Attitudes change as Americans take financial hits.
Bureau of Economic Analysis
Earlier this decade, when many Americans were racing to grab fancy cars and larger houses, they also loaded up on debt.
In those go-go spending days, the personal savings rate – the percentage of current disposable income that's not spent in the current period – was less than 1 percent each year from 2005 to 2007, according to the Commerce Department's Bureau of Economic Analysis (BEA).
Indeed, last year's 0.6 percent savings rate meant that, on average, 99.4 percent of Americans' disposable income was being spent.
But with a host of financial shocks hitting Wall Street and Main Street – a recession, rising job losses, tumbling real estate and stock values – attitudes toward savings are changing. "We're going to start being moderate savers and not live beyond our means," says David Wyss, chief economist at Standard & Poor's Corp.
Moreover, he expects that behavior to last until the "economy has stayed good enough for long enough" for people to forget what has happened, especially to the value of their homes and equities. "Normally, it takes around 10 years of steady economic gains for them to forget" any economic woes that they've endured, Mr. Wyss says.
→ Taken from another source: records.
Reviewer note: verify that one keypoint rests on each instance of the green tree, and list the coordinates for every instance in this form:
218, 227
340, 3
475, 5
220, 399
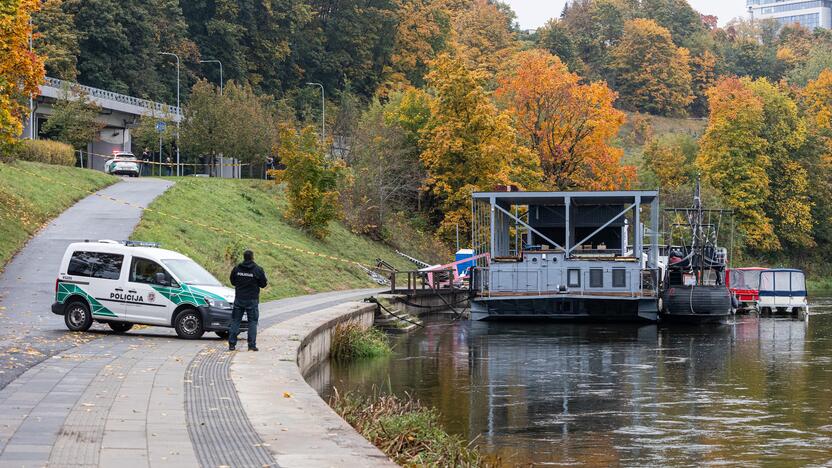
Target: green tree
311, 181
683, 22
74, 120
651, 73
554, 37
386, 173
784, 131
239, 123
733, 159
57, 40
120, 44
20, 71
469, 145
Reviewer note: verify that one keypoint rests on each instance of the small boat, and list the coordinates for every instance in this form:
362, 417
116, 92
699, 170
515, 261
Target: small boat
693, 289
783, 291
744, 284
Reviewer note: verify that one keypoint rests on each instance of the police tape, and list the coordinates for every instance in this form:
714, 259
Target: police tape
221, 230
139, 161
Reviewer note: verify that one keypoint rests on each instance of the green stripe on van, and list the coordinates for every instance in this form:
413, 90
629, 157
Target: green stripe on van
187, 295
68, 289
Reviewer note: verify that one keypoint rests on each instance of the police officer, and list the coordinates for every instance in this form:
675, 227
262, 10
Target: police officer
248, 278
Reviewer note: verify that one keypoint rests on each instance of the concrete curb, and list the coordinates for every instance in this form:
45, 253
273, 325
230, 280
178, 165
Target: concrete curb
296, 425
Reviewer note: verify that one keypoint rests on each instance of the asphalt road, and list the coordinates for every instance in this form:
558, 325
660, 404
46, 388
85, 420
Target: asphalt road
29, 332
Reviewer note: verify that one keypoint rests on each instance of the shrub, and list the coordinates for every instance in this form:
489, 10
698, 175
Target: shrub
404, 429
350, 341
45, 151
310, 180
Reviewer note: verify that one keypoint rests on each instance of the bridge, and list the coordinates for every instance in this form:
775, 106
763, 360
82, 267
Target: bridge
119, 113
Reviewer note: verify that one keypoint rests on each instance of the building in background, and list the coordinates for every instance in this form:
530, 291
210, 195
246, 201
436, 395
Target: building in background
810, 14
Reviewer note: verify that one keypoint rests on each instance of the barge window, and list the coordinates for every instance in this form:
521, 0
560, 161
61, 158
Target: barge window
798, 282
781, 281
596, 278
573, 278
619, 277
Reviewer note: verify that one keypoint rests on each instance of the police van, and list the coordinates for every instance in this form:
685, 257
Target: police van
122, 283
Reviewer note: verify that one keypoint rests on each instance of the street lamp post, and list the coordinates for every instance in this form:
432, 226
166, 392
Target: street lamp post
323, 113
178, 110
215, 61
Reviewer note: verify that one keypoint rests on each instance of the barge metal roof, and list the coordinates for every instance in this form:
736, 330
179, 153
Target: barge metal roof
599, 197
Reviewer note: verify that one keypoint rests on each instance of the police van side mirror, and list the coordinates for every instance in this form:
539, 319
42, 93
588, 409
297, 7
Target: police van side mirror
161, 279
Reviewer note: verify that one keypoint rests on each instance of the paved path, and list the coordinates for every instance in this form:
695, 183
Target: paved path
142, 399
29, 332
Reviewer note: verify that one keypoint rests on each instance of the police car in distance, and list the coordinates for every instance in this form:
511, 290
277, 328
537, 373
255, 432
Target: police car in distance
125, 283
122, 163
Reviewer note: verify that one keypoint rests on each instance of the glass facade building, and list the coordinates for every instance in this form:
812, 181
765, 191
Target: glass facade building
810, 14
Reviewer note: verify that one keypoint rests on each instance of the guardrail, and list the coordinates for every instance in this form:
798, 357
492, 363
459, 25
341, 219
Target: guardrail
104, 94
528, 282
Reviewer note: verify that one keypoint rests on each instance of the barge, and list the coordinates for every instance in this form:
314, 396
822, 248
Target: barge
565, 255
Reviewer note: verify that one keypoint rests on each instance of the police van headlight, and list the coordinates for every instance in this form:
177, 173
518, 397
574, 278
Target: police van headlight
218, 303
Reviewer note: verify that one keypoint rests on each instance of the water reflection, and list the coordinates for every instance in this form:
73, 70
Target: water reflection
755, 392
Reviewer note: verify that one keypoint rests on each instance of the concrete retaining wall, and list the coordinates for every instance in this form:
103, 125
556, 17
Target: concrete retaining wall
297, 426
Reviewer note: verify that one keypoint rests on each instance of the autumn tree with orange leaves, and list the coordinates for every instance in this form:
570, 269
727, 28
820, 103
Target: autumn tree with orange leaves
651, 73
21, 71
469, 145
568, 124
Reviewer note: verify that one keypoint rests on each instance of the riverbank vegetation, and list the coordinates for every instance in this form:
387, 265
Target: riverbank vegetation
214, 220
429, 100
27, 202
405, 430
351, 341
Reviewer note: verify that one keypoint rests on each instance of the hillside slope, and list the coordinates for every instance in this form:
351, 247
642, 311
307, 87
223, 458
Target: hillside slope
28, 202
252, 211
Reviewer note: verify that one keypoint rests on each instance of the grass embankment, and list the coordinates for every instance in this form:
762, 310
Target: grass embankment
350, 341
254, 209
28, 202
408, 432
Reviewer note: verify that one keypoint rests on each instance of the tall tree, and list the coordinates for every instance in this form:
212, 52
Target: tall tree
651, 73
424, 30
732, 157
594, 26
121, 42
57, 40
469, 145
311, 181
784, 131
74, 119
21, 71
555, 37
484, 35
568, 124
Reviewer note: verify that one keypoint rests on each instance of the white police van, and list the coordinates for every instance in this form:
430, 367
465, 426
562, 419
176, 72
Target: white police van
126, 283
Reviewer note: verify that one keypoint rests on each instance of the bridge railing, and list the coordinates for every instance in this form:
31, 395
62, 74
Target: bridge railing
104, 94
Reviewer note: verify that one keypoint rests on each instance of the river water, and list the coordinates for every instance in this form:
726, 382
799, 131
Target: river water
757, 392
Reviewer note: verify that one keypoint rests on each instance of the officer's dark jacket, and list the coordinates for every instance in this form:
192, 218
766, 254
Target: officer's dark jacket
247, 279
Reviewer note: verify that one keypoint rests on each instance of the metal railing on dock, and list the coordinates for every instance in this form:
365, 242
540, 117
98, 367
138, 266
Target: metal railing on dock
528, 282
411, 282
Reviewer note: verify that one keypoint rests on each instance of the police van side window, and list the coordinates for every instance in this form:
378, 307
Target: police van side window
95, 265
145, 271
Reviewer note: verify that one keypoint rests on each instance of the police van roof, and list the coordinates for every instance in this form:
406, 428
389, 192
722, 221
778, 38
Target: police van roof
128, 247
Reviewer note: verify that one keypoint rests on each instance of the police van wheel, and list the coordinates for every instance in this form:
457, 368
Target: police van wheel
188, 325
120, 327
77, 316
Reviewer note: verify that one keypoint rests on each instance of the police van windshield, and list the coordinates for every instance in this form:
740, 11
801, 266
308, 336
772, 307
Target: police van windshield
189, 272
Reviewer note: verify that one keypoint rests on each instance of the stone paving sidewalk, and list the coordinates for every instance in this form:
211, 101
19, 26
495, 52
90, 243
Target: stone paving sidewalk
142, 399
Already this year, the personal savings rate has shown some flickers of improvement. According to the BEA, the rate was a paltry 0.2 percent in the first quarter, jumped to 2.5 percent in the second quarter with the help of tax rebate payments, and fell to 1.1 percent in the third quarter. In October, however, the monthly personal savings rate was 2.4 percent. November's figure is to be released Dec. 24.